Naturally, there is also a gradient of difficulty levels extending all the way up to Veteran mode, which includes tougher AI opponents, full damage modeling, manual shift only, and very realistic car physics that could easily send you into the dirt if you took a turn like an arcade racer. After gradually getting a handle on the controls and the different tracks, I actually decided to switch to Veteran Mode for a laugh on my last run. Even though I can't say that I handled manual shifting all too well, I did still somehow manage to finish first and was 'only' penalized about one third of my winning credits for the amount of damage I took.
I spent a good chunk of my preview time simply racing in World Tour mode, gaining 'Affinity Rewards' from different automotive brands for successfully winning races. These rewards gave me discounts on my chosen brand, whether it was Toyota, Ford, or something a bit more exotic such as Alfa Romeo.
The race progression sees you flying all over the world, and I raced in places as typical as the St. Petersburg Sunset Peninsula Raceway in Florida and as exotic as the Bernese Alps in Switzerland. Much of the graphical sheen seen in Forza 3 extends to this latest iteration, with photorealistic modeling and polished detail on every racetrack. The game also seems like an instant draw for Achievement whores, as I found myself gaining several Achievements in the span of three or so hours from doing things as simple as getting a perfect turn on a track, painting my car, or gaining new levels of progression in the career mode.
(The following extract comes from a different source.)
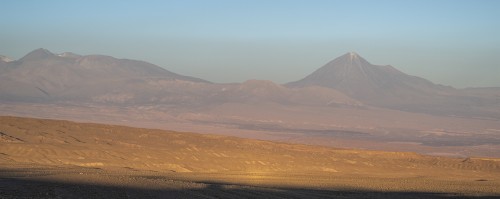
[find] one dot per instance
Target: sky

The biggest takeaway I can offer from my time with Forza 4 was simply that I wanted to keep playing -- so much so that I had to be told by one of the PR guys that my time was up and I had to go. From my time with the game, it became inherently obvious that Turn 10 Studios knows what they are doing to keep a dedicated fanbase in love with their series and to even bring in new fans through smart balancing and the appeal of a popular television series that can teach even the most clueless driver a few things about the beauty and grace that is the automobile.